Best Practices & Checklist
Everything you need to review before launching a training pipeline in production. This lesson consolidates the entire course into actionable checklists, cost optimization strategies, debugging guides, and answers to the most common questions engineers have about production ML training.
Production Training Pipeline Checklist
Use this checklist every time you build or modify a training pipeline. Each item maps to a lesson in this course.
Data Layer
- Data validation runs before training — schema checks, volume checks, drift detection (Lesson 2)
- Data is versioned — every training run links to a specific, immutable dataset snapshot
- Splits are deterministic and time-aware — no future data leaking into training set
- Class imbalance is handled — class weights, focal loss, or oversampling strategy in place
- Data pipeline has monitoring — alerts on volume drops, schema changes, or missing data
Training Layer
- Training is reproducible — git commit, data version, environment, and seeds are logged (Lesson 1)

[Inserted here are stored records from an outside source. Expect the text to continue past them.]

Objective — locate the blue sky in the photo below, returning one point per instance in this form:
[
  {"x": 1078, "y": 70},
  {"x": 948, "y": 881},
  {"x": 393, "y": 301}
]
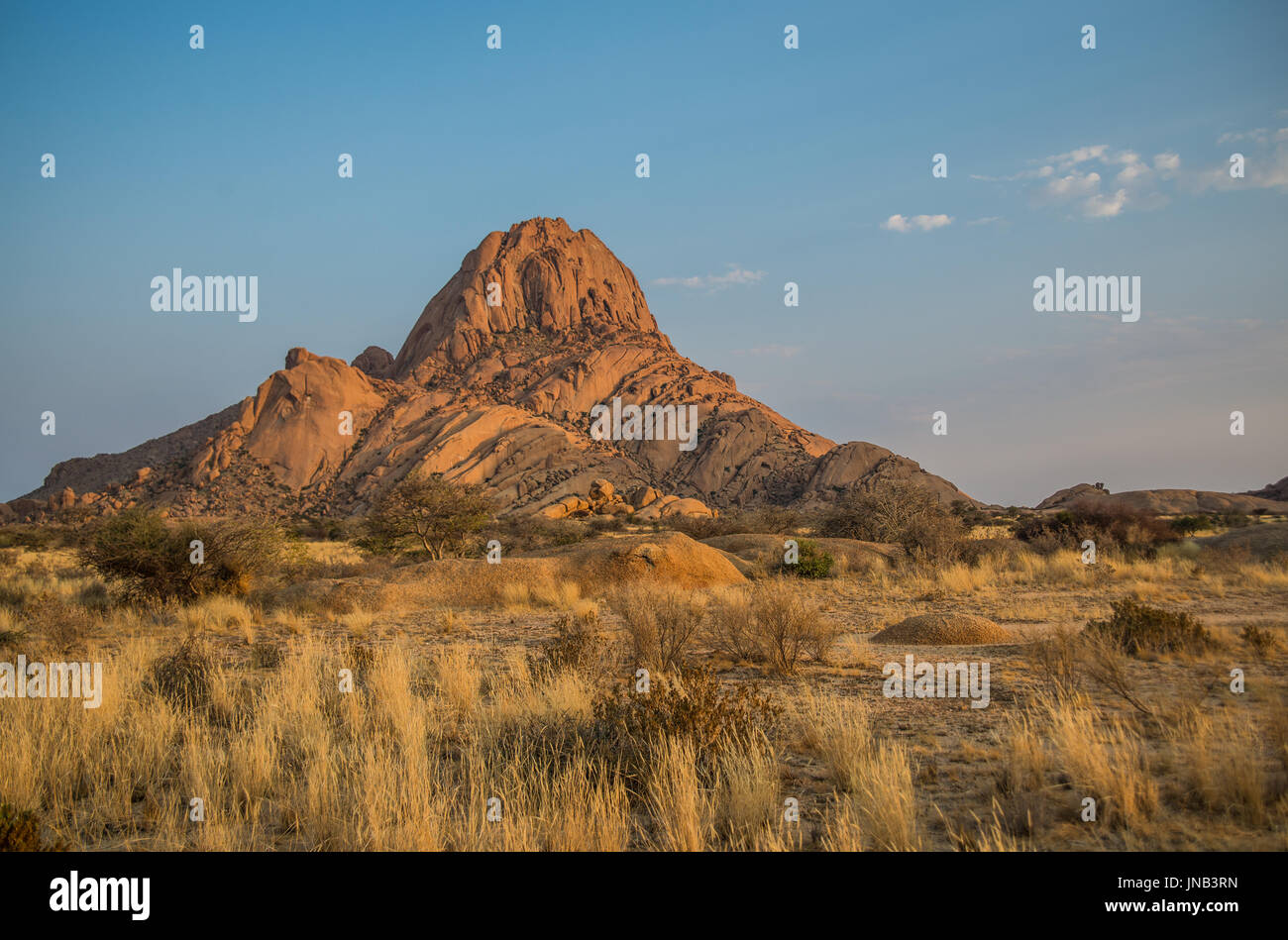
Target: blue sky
[{"x": 777, "y": 165}]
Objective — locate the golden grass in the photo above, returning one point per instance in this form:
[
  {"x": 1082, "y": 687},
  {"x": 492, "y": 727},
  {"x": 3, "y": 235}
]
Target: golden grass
[{"x": 450, "y": 743}]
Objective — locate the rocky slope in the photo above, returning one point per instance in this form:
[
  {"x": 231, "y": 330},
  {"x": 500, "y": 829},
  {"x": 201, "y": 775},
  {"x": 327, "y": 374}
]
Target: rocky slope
[
  {"x": 1164, "y": 501},
  {"x": 493, "y": 385}
]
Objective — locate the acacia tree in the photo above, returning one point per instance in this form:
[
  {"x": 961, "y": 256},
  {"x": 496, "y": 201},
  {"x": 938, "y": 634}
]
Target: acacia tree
[{"x": 437, "y": 511}]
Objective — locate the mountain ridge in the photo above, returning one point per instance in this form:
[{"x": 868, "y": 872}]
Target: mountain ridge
[{"x": 494, "y": 384}]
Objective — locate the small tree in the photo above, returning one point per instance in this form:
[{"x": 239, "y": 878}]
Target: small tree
[
  {"x": 902, "y": 513},
  {"x": 437, "y": 511}
]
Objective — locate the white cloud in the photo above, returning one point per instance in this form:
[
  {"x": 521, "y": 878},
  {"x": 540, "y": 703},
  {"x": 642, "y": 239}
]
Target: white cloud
[
  {"x": 1081, "y": 155},
  {"x": 926, "y": 223},
  {"x": 712, "y": 282},
  {"x": 771, "y": 349},
  {"x": 1073, "y": 185},
  {"x": 1256, "y": 136},
  {"x": 1102, "y": 206}
]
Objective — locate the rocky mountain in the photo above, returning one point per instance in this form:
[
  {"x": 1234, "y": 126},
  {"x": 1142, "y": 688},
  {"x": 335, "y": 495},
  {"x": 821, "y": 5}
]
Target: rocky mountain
[
  {"x": 1168, "y": 501},
  {"x": 497, "y": 384}
]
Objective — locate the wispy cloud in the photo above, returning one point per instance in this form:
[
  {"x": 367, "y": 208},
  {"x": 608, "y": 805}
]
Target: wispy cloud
[
  {"x": 923, "y": 223},
  {"x": 1100, "y": 181},
  {"x": 735, "y": 274},
  {"x": 772, "y": 349}
]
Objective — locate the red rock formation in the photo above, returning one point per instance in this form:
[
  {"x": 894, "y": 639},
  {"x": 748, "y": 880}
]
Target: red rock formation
[{"x": 497, "y": 394}]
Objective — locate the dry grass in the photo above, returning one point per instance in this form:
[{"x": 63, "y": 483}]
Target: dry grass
[{"x": 450, "y": 742}]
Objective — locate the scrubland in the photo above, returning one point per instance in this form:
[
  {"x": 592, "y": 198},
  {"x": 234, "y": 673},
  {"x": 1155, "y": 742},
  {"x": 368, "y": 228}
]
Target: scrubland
[{"x": 500, "y": 707}]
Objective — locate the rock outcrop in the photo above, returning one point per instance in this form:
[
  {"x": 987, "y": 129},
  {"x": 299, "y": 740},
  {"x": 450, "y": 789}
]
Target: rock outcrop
[
  {"x": 1163, "y": 501},
  {"x": 494, "y": 385}
]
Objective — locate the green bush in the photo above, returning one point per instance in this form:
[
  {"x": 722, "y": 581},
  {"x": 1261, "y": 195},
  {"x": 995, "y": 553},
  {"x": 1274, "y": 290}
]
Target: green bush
[
  {"x": 153, "y": 559},
  {"x": 811, "y": 563},
  {"x": 1186, "y": 526},
  {"x": 1111, "y": 527},
  {"x": 1134, "y": 629},
  {"x": 898, "y": 513}
]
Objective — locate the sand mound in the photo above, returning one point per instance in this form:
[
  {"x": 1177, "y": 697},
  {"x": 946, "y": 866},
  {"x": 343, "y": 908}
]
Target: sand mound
[
  {"x": 944, "y": 630},
  {"x": 670, "y": 557}
]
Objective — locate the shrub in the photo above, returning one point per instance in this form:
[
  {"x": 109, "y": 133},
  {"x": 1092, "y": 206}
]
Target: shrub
[
  {"x": 786, "y": 622},
  {"x": 661, "y": 622},
  {"x": 151, "y": 559},
  {"x": 692, "y": 707},
  {"x": 433, "y": 510},
  {"x": 901, "y": 513},
  {"x": 266, "y": 655},
  {"x": 580, "y": 645},
  {"x": 732, "y": 627},
  {"x": 65, "y": 625},
  {"x": 811, "y": 562},
  {"x": 184, "y": 677},
  {"x": 1232, "y": 520},
  {"x": 1186, "y": 526},
  {"x": 1134, "y": 629},
  {"x": 20, "y": 832},
  {"x": 1113, "y": 526}
]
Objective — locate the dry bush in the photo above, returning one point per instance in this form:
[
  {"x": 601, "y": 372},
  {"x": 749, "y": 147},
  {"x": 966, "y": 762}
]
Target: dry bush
[
  {"x": 151, "y": 558},
  {"x": 21, "y": 832},
  {"x": 1113, "y": 527},
  {"x": 1136, "y": 629},
  {"x": 662, "y": 622},
  {"x": 266, "y": 655},
  {"x": 789, "y": 623},
  {"x": 184, "y": 678},
  {"x": 902, "y": 513},
  {"x": 730, "y": 627},
  {"x": 64, "y": 625},
  {"x": 691, "y": 706},
  {"x": 580, "y": 645}
]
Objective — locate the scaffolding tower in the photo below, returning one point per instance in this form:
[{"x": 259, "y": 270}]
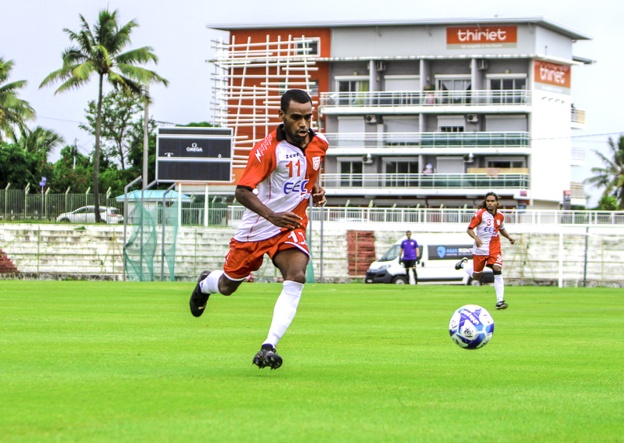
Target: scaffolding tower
[{"x": 249, "y": 80}]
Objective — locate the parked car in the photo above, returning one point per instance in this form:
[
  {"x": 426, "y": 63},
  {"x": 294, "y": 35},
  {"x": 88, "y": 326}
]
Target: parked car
[
  {"x": 86, "y": 214},
  {"x": 438, "y": 255}
]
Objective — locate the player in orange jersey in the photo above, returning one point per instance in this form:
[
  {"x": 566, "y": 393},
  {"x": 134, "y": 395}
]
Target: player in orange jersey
[
  {"x": 281, "y": 174},
  {"x": 484, "y": 229}
]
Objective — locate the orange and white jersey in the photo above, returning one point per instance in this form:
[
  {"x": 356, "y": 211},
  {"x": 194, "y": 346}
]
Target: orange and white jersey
[
  {"x": 283, "y": 176},
  {"x": 486, "y": 227}
]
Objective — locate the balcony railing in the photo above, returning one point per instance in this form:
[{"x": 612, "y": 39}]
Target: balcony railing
[
  {"x": 578, "y": 116},
  {"x": 427, "y": 181},
  {"x": 388, "y": 99},
  {"x": 430, "y": 139}
]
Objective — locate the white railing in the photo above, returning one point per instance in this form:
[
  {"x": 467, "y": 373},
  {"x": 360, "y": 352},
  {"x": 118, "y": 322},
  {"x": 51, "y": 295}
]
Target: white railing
[
  {"x": 390, "y": 99},
  {"x": 459, "y": 215},
  {"x": 427, "y": 181},
  {"x": 503, "y": 139}
]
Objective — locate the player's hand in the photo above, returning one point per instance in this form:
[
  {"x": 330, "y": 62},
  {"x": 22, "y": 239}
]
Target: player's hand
[
  {"x": 288, "y": 220},
  {"x": 318, "y": 196}
]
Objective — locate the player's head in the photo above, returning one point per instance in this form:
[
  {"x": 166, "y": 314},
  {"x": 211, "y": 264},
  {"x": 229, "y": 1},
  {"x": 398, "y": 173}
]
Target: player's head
[
  {"x": 296, "y": 95},
  {"x": 296, "y": 115},
  {"x": 490, "y": 202}
]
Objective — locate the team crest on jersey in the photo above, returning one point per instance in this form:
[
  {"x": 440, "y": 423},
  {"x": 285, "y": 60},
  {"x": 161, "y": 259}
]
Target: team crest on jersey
[{"x": 316, "y": 163}]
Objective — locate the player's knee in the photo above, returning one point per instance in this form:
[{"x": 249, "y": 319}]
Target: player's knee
[{"x": 228, "y": 287}]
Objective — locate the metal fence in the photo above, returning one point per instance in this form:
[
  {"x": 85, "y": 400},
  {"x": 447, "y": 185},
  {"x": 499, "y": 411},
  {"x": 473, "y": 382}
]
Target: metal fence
[{"x": 17, "y": 205}]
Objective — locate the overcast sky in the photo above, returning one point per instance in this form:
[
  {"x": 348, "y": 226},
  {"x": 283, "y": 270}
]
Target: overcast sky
[{"x": 32, "y": 36}]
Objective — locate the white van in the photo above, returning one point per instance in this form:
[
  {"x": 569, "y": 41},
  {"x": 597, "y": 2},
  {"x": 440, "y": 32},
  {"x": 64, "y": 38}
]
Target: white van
[{"x": 438, "y": 256}]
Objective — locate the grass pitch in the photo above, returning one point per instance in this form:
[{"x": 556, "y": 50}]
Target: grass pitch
[{"x": 126, "y": 362}]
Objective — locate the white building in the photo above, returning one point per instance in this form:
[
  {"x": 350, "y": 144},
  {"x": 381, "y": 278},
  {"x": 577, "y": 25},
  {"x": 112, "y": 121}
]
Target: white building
[{"x": 418, "y": 113}]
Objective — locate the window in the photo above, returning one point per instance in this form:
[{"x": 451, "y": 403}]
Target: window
[
  {"x": 308, "y": 46},
  {"x": 506, "y": 89},
  {"x": 456, "y": 89},
  {"x": 504, "y": 164},
  {"x": 401, "y": 173},
  {"x": 351, "y": 173},
  {"x": 451, "y": 129},
  {"x": 353, "y": 91}
]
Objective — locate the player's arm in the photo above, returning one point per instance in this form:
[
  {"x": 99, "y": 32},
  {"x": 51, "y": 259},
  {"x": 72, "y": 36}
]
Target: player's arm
[
  {"x": 471, "y": 233},
  {"x": 248, "y": 199},
  {"x": 504, "y": 233},
  {"x": 318, "y": 195}
]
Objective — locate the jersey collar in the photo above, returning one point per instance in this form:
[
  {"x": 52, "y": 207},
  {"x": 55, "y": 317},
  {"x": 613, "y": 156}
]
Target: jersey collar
[{"x": 281, "y": 136}]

- Checkpointing is enabled — save every N epochs/steps so you can resume after failures
- Distributed training is configured correctly — DDP for single-node, FSDP/DeepSpeed for large models (Lesson 3)
- Mixed precision is enabled — BF16 or FP16 for 2x throughput improvement
- Gradient clipping is set — prevents training instability from gradient explosions
- Learning rate schedule includes warmup — especially important for distributed training
Tracking Layer
- All experiments are tracked — params, metrics, artifacts logged to MLflow/W&B (Lesson 4)
- Model registry is configured — staging/production stages with promotion gates
- Evaluation compares against baseline — every new model is tested against current production model
Infrastructure Layer
- GPU scheduling uses a batch scheduler — Kueue or Volcano, not default K8s scheduler (Lesson 5)
- Resource quotas are set per team — guaranteed allocation + borrowing + preemption
- Cost tracking is in place — per-team, per-job GPU cost reporting
- Spot instances are used for experiments — with checkpointing every 15-30 minutes
Deployment Layer
- CI/CD pipeline automates the full lifecycle — from data validation to deployment (Lesson 6)
- Quality gates block bad models — accuracy, latency, fairness, model size checks
- Rollback is tested and automated — previous model version loads in under 60 seconds
- Canary deployment is configured — 5% traffic test before full rollout
Cost Optimization Strategies
Training costs can spiral quickly. Here are the most impactful cost reduction strategies, ranked by typical savings.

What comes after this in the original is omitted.